Prainha do Canto Verde (Ceara – Brésil)
Résumé :
Sur le littoral du Nord-Est du Brésil, une communauté de pêcheurs artisanaux fait une incursion dans le domaine du tourisme communautaire.
1. Identité de la fiche
Nom: Prainha do Canto Verde
Nom synthétique: A Prainha
Structure juridique: Coopérative informelle (entre 2000 et 2009); Conseil de Tourisme (organisation de terrain communautaire)
Etat: Actif
Date de création: 1994
Nombre de salariés: n/a
Nombre de volontaires: n/a
Site web: prainhadocantoverde.org/
Organisations ou réseaux auxquels elle appartient: Réseau de Tourisme Communautaire du Céara (TUCUM, dont le siège est à Fortaleza, tucum.org/)
2. Domaine d’activité
Portée : Locale
Contexte : Rural
3. Description
Les débuts: problématique et création
Vers le milieu des années 90, les poissons se faisaient de plus en plus rares, les prix de la terre augmentaient en raison de la spéculation immobilière et la menace du tourisme de masse se faisait plus concrète. En réponse à cette situation, en 1994, la communauté décide de s’organiser pour chercher des façons de protéger son territoire et améliorer la qualité de vie. Ils créent un conseil du tourisme, entre autres, qui, après une étape de recherche, en arrive à une conclusion accablante : les petits entrepreneurs de tourisme n’étaient pas les propriétaires de la terre et n’avaient de plus aucune perspective de croissance.

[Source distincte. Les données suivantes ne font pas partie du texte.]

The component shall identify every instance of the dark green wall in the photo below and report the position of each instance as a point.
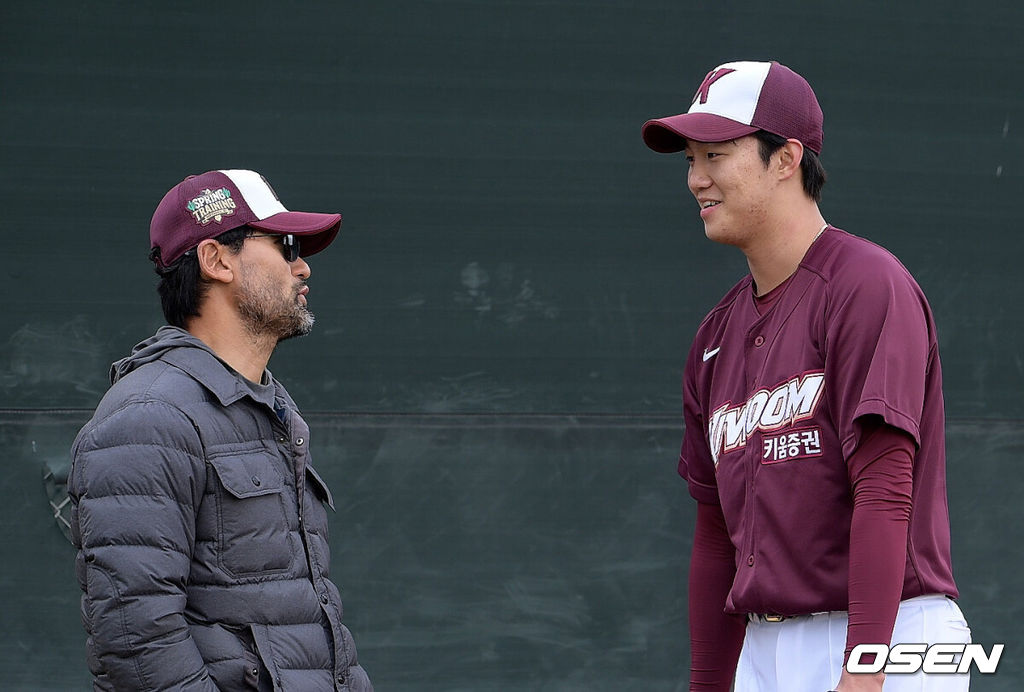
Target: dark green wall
(502, 326)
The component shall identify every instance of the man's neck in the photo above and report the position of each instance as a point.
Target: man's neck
(777, 250)
(244, 351)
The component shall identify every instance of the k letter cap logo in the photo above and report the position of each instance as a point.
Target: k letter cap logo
(736, 99)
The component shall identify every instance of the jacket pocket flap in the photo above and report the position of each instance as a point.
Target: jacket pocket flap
(320, 487)
(248, 474)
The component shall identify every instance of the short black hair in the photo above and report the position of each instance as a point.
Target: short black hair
(810, 166)
(181, 285)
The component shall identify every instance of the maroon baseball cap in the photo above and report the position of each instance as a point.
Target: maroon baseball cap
(205, 206)
(738, 98)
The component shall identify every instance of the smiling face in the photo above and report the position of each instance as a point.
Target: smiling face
(732, 186)
(271, 296)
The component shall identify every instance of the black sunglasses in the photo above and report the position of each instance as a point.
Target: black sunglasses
(289, 244)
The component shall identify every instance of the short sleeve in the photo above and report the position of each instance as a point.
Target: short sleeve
(878, 344)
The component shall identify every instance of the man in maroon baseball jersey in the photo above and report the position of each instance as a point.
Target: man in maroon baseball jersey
(814, 441)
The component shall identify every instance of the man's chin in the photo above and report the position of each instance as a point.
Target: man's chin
(304, 327)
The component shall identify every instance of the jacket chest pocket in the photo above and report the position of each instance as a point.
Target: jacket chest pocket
(253, 529)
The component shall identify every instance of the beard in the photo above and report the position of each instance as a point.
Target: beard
(268, 313)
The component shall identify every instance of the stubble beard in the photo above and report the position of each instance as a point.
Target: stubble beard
(266, 313)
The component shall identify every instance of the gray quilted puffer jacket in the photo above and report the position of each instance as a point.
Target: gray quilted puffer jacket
(202, 533)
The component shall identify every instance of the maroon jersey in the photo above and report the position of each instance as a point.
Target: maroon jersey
(770, 403)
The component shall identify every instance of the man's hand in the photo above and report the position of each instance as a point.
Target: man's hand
(861, 682)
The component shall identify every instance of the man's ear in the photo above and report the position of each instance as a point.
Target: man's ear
(788, 158)
(215, 261)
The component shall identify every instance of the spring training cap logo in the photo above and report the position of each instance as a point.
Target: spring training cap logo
(212, 206)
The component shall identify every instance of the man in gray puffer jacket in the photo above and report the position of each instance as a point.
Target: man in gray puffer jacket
(200, 520)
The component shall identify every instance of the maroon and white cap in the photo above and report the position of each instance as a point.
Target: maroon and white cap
(205, 206)
(737, 99)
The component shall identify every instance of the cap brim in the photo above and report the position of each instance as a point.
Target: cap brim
(668, 135)
(316, 230)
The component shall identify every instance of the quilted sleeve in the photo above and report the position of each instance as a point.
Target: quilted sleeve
(137, 476)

Antonio Aires, pêcheur de la communauté et l’un des leaders de l’entreprise, explique comment s’est concrétisée l’initiative : en 1998 se constitue le Conseil de Tourisme Communautaire (avec plus de 100 membres), qui depuis 2000 et jusqu’à 2009 a fonctionné en tant que coopérative informelle. Le Conseil adhère aux valeurs du « tourisme communautaire et durable » et c’est ainsi qu’est née la première expérience de tourisme communautaire du littoral brésilien, parvenant à vaincre le scepticisme initial de certains membres de la communauté.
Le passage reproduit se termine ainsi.